External Hardware Documentation and Resources

Information about hardware behavior comes from a mix of official and reverse-engineered sources.

Command buffers

  • NVIDIA open-gpu-doc repository is official documentation from NVIDIA that has been released to the public. The majority of this documentation comes in the form of class headers which describe the class state registers.

  • NVIDIA open-gpu-kernel-modules repository is the open-source kernel mode driver that NVIDIA ships on Turing+ GPUs with GSP. The code here can provide examples of how to use some hardware features. If open-gpu-doc is missing a class header, sometimes there will be one here.

  • Reverse-engineered command names from envytools are available in mesa under eg. src/gallium/drivers/nouveau/nvc0/nvc0_3d.xml.h. These are no longer updated. nvk instead uses the open-gpu-doc headers

  • envyhooks is the modern way to dump command sequences from the proprietary driver

  • nv_push_dump is part of mesa and can disassemble command sequences (build with -D tools=nouveau, run src/nouveau/headers/nv_push_dump from the build dir)

Shader ISA

  • NVIDIA PTX documentation is NVIDIA documentation for CUDA’s intermediate representation. We don’t use PTX directly, but this often has hints about how underlying hardware instructions work. For example, the PTX redux instruction is pretty much identical to the hardware instruction of the same name.

  • CUDA Binary Utilities is documentation for CUDA’s disassembler, nvdisasm. It includes a brief description of most hardware instructions. There’s also an older version that has older architectures (Kepler through Volta).

  • Kuter Dinel has reverse-engineered instruction encodings for the Hopper ISA and Ada ISA which are autogenerated from his nv_isa_solver project.

  • nv-shader-tools has some additional tools for disassembling and fuzzing the hardware ISA

  • Mel has dumped a list of avaiable instructions and their opcodes on recent architectures by scraping nvdisasm error messages.
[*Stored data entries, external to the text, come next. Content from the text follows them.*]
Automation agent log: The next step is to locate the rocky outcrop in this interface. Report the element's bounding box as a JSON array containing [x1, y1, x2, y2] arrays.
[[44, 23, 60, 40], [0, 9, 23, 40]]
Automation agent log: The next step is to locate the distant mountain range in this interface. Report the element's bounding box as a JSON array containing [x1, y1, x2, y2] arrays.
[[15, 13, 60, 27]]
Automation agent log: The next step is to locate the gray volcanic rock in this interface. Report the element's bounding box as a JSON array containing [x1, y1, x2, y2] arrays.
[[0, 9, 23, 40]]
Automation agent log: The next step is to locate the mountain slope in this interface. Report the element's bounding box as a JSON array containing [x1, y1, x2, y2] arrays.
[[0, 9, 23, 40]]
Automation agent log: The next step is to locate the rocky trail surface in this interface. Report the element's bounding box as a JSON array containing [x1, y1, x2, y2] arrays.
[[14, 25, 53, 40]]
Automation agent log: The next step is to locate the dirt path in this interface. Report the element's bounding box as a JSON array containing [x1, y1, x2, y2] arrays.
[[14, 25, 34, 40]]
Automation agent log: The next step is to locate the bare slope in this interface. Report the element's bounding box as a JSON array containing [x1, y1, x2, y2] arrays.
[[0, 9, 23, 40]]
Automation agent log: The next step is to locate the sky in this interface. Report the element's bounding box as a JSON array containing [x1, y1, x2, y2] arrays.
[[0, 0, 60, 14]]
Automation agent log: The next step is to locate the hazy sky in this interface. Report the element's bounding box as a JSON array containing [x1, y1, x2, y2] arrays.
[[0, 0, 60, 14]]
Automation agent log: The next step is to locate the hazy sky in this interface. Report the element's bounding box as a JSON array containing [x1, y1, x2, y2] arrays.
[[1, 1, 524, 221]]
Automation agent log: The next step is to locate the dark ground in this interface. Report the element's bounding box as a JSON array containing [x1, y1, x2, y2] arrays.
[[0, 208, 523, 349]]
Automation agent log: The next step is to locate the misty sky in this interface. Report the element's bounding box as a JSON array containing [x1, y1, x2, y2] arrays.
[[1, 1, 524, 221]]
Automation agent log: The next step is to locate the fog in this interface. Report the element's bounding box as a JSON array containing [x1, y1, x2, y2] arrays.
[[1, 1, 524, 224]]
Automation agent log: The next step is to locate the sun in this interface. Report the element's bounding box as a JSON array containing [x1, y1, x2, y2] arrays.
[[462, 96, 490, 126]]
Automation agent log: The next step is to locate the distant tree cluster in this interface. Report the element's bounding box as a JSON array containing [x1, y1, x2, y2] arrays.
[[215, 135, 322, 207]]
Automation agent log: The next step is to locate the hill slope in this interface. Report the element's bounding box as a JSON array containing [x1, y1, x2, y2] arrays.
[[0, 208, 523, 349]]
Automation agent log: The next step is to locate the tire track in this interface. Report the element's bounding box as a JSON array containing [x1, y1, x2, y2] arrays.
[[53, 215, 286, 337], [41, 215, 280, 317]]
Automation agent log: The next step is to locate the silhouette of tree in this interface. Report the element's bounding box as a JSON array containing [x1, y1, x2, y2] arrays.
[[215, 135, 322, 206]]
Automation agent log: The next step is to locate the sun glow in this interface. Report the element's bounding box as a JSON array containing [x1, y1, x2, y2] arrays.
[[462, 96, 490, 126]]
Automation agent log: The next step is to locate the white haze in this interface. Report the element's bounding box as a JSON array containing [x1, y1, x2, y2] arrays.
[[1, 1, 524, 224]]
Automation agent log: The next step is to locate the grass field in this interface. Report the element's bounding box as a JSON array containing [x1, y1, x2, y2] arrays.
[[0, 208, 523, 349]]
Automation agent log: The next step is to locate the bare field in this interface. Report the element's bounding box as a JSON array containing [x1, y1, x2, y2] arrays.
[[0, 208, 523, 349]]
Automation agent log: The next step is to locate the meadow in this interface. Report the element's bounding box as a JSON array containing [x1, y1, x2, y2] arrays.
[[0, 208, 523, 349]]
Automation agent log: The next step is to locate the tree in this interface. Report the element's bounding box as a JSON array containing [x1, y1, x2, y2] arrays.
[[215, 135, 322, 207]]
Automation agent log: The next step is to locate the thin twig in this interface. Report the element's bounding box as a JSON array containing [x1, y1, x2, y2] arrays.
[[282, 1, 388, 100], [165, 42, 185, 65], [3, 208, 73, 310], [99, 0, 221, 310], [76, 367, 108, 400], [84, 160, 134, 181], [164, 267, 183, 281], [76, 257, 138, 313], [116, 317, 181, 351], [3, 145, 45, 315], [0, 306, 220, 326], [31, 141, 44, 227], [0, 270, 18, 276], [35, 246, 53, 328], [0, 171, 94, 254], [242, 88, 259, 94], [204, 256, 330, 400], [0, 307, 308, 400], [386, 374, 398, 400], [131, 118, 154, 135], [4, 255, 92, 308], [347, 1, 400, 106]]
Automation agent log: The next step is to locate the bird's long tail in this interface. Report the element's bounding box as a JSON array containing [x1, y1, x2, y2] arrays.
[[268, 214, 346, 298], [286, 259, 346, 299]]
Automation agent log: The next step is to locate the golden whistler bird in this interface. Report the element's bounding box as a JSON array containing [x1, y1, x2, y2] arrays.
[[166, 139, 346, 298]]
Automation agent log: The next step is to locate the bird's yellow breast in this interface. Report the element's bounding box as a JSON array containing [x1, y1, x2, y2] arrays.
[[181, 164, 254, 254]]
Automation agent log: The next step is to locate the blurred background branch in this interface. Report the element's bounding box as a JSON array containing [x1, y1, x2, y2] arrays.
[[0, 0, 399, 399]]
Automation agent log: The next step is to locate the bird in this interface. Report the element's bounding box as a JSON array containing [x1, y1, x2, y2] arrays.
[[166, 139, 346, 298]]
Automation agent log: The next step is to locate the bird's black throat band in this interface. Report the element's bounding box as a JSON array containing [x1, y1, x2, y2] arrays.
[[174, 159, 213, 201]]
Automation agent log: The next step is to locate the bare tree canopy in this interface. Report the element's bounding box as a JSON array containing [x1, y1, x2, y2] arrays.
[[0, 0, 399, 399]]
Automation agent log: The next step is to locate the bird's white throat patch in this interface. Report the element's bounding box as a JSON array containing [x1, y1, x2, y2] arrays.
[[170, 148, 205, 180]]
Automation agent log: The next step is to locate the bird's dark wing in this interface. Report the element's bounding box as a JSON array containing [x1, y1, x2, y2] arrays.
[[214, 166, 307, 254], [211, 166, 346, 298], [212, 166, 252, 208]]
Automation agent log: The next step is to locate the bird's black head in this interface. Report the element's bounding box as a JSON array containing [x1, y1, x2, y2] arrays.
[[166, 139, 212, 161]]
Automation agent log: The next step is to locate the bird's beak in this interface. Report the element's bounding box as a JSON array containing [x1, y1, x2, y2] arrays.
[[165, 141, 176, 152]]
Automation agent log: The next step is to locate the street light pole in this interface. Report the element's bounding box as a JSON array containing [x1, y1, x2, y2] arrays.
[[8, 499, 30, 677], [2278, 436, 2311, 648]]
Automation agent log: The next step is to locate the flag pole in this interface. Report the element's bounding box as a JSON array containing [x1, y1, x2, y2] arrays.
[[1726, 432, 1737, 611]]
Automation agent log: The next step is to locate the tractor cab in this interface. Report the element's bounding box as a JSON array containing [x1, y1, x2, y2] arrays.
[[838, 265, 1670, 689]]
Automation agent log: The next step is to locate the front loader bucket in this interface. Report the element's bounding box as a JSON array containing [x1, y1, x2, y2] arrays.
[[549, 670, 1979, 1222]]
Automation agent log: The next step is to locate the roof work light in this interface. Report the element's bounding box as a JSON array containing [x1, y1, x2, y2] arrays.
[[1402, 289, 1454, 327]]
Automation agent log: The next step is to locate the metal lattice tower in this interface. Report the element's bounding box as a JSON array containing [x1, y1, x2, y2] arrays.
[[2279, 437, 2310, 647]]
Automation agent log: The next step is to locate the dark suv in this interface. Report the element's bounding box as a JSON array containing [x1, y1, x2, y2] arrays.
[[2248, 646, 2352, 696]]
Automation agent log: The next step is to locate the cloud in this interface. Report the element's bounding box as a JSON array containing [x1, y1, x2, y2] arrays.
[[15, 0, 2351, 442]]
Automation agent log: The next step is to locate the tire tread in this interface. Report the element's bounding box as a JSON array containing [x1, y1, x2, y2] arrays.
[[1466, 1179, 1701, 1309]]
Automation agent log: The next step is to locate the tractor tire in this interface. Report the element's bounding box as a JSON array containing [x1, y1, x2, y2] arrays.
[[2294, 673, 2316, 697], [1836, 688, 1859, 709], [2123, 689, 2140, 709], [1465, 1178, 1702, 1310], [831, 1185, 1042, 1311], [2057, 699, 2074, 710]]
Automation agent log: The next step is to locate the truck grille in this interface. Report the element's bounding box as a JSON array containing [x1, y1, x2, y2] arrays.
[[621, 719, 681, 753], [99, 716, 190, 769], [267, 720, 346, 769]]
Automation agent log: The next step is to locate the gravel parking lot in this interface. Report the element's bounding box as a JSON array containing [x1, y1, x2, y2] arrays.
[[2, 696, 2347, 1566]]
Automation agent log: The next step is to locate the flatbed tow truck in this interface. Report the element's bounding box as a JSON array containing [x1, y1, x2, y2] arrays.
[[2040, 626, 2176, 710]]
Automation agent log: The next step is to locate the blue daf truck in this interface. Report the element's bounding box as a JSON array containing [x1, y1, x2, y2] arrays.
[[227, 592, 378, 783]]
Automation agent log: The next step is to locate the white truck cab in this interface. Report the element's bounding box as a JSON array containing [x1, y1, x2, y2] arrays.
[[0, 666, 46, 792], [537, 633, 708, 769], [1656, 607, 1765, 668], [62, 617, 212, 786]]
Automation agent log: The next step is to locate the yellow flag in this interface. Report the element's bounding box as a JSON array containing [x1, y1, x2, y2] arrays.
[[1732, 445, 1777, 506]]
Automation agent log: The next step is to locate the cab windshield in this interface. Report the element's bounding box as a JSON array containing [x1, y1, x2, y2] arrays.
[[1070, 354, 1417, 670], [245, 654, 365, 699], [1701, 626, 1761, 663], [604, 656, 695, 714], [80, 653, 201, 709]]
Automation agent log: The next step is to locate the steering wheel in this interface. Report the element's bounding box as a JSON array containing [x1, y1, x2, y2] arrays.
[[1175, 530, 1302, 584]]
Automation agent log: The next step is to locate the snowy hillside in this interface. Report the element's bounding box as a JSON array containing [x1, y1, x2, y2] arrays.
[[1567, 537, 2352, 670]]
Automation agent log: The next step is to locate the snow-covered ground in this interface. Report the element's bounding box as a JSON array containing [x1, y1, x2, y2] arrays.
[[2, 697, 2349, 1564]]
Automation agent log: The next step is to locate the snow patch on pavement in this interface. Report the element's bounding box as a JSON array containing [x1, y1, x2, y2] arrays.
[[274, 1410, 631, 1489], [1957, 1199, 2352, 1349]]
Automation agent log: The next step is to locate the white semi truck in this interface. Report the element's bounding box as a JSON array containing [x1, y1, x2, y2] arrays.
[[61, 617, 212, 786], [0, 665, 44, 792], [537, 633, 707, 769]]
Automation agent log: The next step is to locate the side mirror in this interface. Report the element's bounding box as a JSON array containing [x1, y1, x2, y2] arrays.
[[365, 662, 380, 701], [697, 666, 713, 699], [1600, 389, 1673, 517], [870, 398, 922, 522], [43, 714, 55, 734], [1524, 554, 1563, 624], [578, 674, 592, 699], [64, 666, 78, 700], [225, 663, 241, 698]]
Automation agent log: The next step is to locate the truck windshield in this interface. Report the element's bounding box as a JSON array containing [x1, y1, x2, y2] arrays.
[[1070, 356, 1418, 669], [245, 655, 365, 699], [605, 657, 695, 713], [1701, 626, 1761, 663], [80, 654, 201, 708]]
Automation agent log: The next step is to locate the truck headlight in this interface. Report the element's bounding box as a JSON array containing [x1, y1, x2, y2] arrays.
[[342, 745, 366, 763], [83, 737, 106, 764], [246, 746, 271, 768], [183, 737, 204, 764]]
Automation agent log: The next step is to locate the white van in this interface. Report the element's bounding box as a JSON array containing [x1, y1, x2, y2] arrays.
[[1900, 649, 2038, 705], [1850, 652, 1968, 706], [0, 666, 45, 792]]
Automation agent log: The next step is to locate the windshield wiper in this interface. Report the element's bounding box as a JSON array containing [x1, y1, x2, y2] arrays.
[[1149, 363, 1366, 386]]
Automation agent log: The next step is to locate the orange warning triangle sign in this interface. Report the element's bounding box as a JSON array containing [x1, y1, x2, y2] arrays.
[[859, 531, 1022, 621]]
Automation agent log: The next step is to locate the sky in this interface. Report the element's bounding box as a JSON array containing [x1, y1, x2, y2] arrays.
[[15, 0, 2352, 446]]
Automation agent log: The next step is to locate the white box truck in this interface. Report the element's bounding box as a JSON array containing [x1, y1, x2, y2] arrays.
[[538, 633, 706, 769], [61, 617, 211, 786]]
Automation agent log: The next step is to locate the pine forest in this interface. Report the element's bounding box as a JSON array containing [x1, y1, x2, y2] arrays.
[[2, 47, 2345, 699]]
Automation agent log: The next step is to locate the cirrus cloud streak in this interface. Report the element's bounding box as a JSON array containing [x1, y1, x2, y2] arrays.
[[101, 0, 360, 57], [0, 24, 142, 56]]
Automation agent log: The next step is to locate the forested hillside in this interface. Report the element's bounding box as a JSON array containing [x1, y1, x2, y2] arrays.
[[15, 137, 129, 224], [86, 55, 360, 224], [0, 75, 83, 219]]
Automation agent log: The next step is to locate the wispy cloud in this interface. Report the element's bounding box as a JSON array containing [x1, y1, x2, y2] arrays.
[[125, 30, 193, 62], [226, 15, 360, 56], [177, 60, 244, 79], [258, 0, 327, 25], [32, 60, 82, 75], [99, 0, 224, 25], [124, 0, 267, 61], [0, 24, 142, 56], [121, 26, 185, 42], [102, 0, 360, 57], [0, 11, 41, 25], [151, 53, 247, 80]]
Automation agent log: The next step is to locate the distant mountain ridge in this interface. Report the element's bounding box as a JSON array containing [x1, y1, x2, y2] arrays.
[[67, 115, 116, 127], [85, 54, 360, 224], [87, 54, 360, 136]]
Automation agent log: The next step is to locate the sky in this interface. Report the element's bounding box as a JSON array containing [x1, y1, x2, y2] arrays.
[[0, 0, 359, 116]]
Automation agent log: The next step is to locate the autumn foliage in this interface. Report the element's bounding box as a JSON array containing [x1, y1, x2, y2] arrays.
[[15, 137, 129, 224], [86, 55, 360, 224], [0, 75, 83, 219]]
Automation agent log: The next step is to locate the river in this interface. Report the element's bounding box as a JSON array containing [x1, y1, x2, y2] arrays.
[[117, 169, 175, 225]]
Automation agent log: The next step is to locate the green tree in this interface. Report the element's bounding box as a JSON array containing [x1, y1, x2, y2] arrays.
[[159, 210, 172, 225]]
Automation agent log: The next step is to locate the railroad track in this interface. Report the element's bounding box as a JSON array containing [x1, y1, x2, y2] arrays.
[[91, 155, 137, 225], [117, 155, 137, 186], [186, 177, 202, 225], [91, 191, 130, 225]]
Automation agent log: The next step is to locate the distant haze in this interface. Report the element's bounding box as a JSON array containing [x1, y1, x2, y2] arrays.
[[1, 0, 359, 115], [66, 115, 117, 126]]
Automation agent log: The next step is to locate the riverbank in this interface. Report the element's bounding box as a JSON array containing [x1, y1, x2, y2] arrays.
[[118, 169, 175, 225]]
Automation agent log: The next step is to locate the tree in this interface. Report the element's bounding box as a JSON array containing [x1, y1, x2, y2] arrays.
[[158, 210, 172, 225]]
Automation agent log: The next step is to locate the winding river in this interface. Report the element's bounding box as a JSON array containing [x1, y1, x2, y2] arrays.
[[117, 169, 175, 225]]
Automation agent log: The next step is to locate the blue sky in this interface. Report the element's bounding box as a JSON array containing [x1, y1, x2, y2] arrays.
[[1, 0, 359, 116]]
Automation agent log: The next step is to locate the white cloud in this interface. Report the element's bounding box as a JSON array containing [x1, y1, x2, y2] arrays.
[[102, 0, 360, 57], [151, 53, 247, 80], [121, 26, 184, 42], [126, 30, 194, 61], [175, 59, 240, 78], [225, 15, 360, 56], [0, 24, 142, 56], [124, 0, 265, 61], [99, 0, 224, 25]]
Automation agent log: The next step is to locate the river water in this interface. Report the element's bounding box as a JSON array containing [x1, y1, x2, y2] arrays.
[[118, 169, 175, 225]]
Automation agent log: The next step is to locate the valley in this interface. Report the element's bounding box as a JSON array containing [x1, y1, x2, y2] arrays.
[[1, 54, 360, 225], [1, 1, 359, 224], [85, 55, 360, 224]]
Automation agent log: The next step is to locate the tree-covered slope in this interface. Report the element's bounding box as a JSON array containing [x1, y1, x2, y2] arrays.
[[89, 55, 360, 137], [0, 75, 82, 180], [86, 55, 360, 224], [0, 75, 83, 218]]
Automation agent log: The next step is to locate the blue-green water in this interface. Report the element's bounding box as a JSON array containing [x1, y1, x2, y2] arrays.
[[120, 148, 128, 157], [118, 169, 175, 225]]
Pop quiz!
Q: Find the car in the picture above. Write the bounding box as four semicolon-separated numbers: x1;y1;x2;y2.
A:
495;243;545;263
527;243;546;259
  • The Volta whitepaper section “Independent Thread Scheduling” has an overview of the control flow model used on Volta+ GPUs.

  • Dissecting the NVidia Turing T4 GPU via Microbenchmarking has reverse-engineered info about the Turing instruction encoding. See especially section “2.1 Control information” for an overview of compiler-inserted delays and waits on Maxwell and later.

  • Analyzing Modern NVIDIA GPU cores has additional reverse-engineered info about the semantics of compiler-inserted delays and waits.

  • Control Flow Management in Modern GPUs has more detail about control flow reconvergence on Volta+

  • maxas has some reverse-engineered info on the Maxwell ISA

  • asfermi has some reverse-engineered info on the older Fermi ISA

  • Red Hat has some NDA’d documentation on instruction latencies from NVIDIA. Bother karolherbst or airlied on irc if you’re missing a latency class for an instruction on recent architectures.

  • Behavior of instructions are tested using the hardware tests in src/nouveau/compiler/nak/hw_tests.rs and the corresponding Foldable implementations in src/nouveau/compiler/nak/ir.rs (build with -D build-tests=true and run src/nouveau/compiler/nak hw_tests from the build dir)

  • NAK’s instruction encodings are tested against nvdisasm using src/nouveau/compiler/nak/nvdisasm_tests.rs (build with -D build-tests=true and run src/nouveau/compiler/nak nvdisasm_tests from the build dir)

  • The old GL driver’s compiler, under src/gallium/drivers/nouveau/codegen, has some information. This is especially useful for graphics-only instructions, which are often not covered by other sources.

  • Compiler explorer is a convenient tool to see what assembly NVIDIA generates for a given CUDA program.